Whilst the prime tale is that of friendship and overbearing relationships, it is also a study of the Greek crisis from a local’s point of view, originally published in 2003 a year before the Olympics in Athens, it is an expose of what the working class and the activists think of these events.
Our story moves back and forth from a young Marie to the current older Marie. Her best friend Anna is an overpowering youth, always dismissive of Marie’s ideas, her drawings (Marie wants to be an artist), relationships, she even becomes jealous when Marie has breakfast with Anna’s father “He’s my dad”. These experiences coming to the fore as they experience growing up, boys and their own independence.
The parallels to Elena Ferrante’s Neapolitan series and the similar feel to “My Brilliant Friend”, detailing Lila and Elena’s relationship as children is very obvious. We also have the Greek political climate instead of the political times in Naples.
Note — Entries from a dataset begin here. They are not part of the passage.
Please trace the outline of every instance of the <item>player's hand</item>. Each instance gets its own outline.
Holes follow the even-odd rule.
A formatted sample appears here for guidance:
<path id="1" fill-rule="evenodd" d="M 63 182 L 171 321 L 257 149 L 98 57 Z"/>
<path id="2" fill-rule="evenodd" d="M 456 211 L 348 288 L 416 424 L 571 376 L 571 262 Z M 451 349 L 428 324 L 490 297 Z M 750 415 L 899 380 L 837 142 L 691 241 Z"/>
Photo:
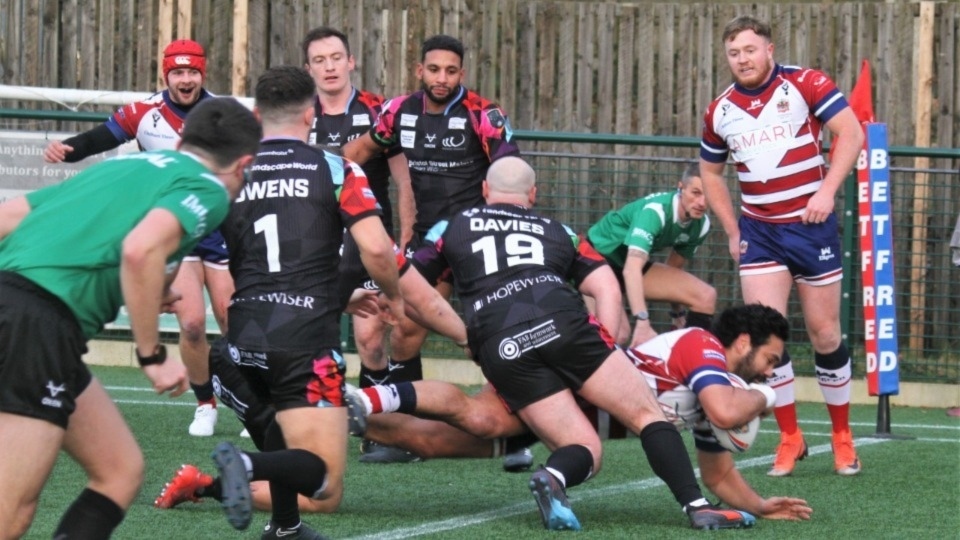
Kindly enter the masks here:
<path id="1" fill-rule="evenodd" d="M 730 258 L 733 259 L 733 262 L 740 264 L 740 255 L 747 252 L 747 245 L 740 241 L 739 230 L 737 230 L 736 234 L 730 235 L 730 241 L 727 247 L 730 251 Z"/>
<path id="2" fill-rule="evenodd" d="M 803 499 L 791 497 L 770 497 L 760 505 L 760 517 L 764 519 L 786 519 L 800 521 L 810 519 L 813 508 Z"/>
<path id="3" fill-rule="evenodd" d="M 681 309 L 679 311 L 670 312 L 670 329 L 671 330 L 680 330 L 681 328 L 687 327 L 687 310 Z"/>
<path id="4" fill-rule="evenodd" d="M 633 336 L 630 338 L 630 346 L 636 347 L 641 343 L 646 343 L 657 337 L 657 333 L 650 326 L 650 321 L 637 321 L 633 325 Z"/>
<path id="5" fill-rule="evenodd" d="M 43 151 L 43 160 L 47 163 L 60 163 L 67 158 L 67 154 L 73 152 L 73 147 L 63 144 L 60 141 L 50 141 L 47 148 Z"/>
<path id="6" fill-rule="evenodd" d="M 343 310 L 350 315 L 356 315 L 361 319 L 376 317 L 380 314 L 380 308 L 377 304 L 377 291 L 367 289 L 354 289 L 347 302 L 347 307 Z"/>
<path id="7" fill-rule="evenodd" d="M 177 397 L 187 391 L 187 368 L 182 362 L 167 358 L 162 364 L 143 366 L 143 373 L 150 379 L 153 391 L 158 394 L 169 392 L 170 397 Z"/>
<path id="8" fill-rule="evenodd" d="M 833 214 L 834 198 L 833 195 L 819 190 L 807 201 L 807 208 L 800 216 L 800 220 L 806 225 L 816 225 L 823 223 Z"/>

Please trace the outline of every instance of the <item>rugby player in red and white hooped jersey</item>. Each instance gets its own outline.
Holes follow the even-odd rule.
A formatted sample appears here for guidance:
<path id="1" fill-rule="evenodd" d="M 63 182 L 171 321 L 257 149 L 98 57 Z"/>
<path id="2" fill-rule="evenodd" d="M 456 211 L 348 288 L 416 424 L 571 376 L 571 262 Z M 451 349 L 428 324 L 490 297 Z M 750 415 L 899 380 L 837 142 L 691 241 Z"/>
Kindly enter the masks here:
<path id="1" fill-rule="evenodd" d="M 863 133 L 827 75 L 774 62 L 768 24 L 737 17 L 724 29 L 723 44 L 734 84 L 704 115 L 700 173 L 707 200 L 740 265 L 746 303 L 786 314 L 796 283 L 833 423 L 834 469 L 854 475 L 860 461 L 849 423 L 850 354 L 840 334 L 842 267 L 834 199 L 856 162 Z M 829 169 L 821 156 L 824 126 L 839 136 Z M 728 157 L 740 180 L 739 221 L 722 176 Z M 780 445 L 768 474 L 786 476 L 807 455 L 786 353 L 770 384 L 777 391 Z"/>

I lock the door of my room and regress to a time when I thirsted for black. Only now, instead of using black paper, I draw in black on a white background. Black, and ochre too. I sketch the prehistoric animals in the Lascaux caves, as I remember them from the books I pored over at the library. Horses, bison, cows, deer. I practice doing feet and tails for a while, then start to draw little creatures in miniature. Tiny animals entering enormous caves. Or gigantic animals trying to squeeze through the mouths of microscopic caves. The mismatches proportions transport me straight into the realm of fairytale, offering me that particular comfort of children’s drawings. As a child, you’re presented with a rigid world of predetermined sizes and power relations. You lie down on the floor with a piece of paper and deconstruct it all – you draw blue roots on the trees, people with no fingers, see-through bellies with babies inside; you bestow life and take it away again with your colored pencils. With faith and rage you change the world.
I haven’t mentioned too much here about the overbearing dominance of Anna over Marie and their estrangement, nor the title, you will have to read this yourself to see what “Why I Killed My Best Friend” means, is it literal?
An insight into the political scene in Greece in the late nineties and early 2000’s as told through the eyes of a woman who struggles with relationships and has always been dominated, there are a few hidden gems (the story of Marie’s missing finger is one) and the characters are real and you can easily associate with their plight. As a political novel as well, what better way to end than one of the many manifestos peppered throughout:
In the name of progress, modernization and the Olympic ideal, the average Greek citizen has been led to believe that the swift Europeanization of his daily life, in the service of rabid profit-seeking, is the only way to proceed.